In other words: it would be un-American to leave this immunity in place. If you curate something, you are responsible for the curated content, regardless of whether that curation happened by your hand, or by your user agent (the algorithm).
Maybe if 'platforms' were fully accountable for their actions, and the effects of their algorithms, the internet would be a bit nicer. We would probably also move (slightly?) back from centralization to decentralization, due to the need to distribute that risk associated with the accountability (or more accurately: due to the aversion of risk by corporations). All of which would be nice.
(Score: 2) by Ox0000 on Wednesday February 22, @10:56AM (3 children)
Dangit... This part
obviously should have been
When do I get my edit button?
(Score: 2) by jelizondo on Wednesday February 22, @04:04PM (2 children)
No edit button for you!
Learn to think before speaking...
(Score: 3, Funny) by jelizondo on Wednesday February 22, @04:05PM (1 child)
I mean writing...
(Score: 3, Funny) by jelizondo on Wednesday February 22, @04:05PM
I mean hitting the Submit button!
There, see how easy it is?
(Score: -1, Flamebait) by Anonymous Coward on Wednesday February 22, @02:15PM
If the content itself is not illegal where it's hosted, I do not care. These platforms comply with existing laws, DMCA requests, etc. ISIS glorification video doesn't contain anything illegal but brainwashes your son or daughter? Too bad, so sad. If people don't like how the platform is run, they can be noisy about it or leave.

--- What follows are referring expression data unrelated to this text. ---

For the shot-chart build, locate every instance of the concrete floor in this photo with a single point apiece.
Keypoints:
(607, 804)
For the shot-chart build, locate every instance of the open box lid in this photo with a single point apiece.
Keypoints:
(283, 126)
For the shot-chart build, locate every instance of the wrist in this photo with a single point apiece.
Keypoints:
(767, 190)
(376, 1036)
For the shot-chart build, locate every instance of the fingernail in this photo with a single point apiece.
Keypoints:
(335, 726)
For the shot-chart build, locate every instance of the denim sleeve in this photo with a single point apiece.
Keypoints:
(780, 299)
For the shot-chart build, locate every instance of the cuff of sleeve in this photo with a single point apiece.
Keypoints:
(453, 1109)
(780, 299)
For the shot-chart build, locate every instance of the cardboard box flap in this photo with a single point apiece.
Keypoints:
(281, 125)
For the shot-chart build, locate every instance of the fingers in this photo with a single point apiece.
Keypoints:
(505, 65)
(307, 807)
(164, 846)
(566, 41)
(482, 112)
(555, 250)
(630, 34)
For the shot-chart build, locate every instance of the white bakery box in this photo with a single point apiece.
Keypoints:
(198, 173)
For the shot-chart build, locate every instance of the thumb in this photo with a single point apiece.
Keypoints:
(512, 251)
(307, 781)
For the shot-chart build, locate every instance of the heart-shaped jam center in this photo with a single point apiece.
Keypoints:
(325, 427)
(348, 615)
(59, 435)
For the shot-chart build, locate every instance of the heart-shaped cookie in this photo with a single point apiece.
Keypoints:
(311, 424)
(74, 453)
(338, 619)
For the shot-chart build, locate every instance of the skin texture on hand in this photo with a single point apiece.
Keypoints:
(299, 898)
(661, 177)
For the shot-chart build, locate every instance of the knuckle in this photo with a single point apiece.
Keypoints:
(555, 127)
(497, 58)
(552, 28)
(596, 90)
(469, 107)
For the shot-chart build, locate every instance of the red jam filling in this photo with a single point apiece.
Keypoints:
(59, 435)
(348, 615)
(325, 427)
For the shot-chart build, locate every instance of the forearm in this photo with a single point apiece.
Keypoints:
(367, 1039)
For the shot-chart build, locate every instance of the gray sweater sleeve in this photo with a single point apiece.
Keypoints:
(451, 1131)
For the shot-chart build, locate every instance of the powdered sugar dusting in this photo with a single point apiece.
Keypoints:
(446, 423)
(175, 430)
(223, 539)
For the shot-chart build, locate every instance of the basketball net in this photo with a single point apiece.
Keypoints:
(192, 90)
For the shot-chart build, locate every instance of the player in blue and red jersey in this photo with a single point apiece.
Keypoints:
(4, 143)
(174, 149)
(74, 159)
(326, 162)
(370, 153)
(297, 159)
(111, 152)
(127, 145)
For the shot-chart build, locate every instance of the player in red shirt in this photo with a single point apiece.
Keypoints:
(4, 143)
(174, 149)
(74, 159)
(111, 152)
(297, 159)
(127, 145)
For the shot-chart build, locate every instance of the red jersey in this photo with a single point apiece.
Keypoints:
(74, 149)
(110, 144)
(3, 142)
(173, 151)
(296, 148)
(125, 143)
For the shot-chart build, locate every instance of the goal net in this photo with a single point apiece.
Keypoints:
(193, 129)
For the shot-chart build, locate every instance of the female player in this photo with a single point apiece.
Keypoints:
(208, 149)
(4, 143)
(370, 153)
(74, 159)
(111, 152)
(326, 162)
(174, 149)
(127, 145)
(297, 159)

(Score: 2) by NotSanguine on Wednesday February 22, @01:04PM (1 child)
This article is quite timely.
Oral arguments before the Supreme Court in Twitter v. Taamneh [c-span.org] will begin in about two hours (22 February 2023 1500 GMT).
I'll be interested to see how this plays out.
No, no, you're not thinking; you're just being logical. --Niels Bohr
(Score: 2) by janrinok on Wednesday February 22, @01:12PM
Well, we do try to keep up with events :-)
(Score: 5, Informative) by Nofsck Ingcloo on Wednesday February 22, @01:48PM (1 child)
(Emphasis mine)
I think the emphasized bit is incorrect.
47 U.S. Code § 230 e) Effect on other laws (1) No effect on criminal law
(again, emphasis mine)
So if it is illegal to assist or promote terrorist activity then the platform is breaking the law irrespetive of whether the decision to do so was made by an employee or by some (human or non-human) agent of the platform.
1984 was not written as an instruction manual.
(Score: 0) by Anonymous Coward on Wednesday February 22, @02:20PM
Terrorists are tolerated on these platforms so that governments can keep a closer eye on them.
It's not clear that even a beheading video should be illegal.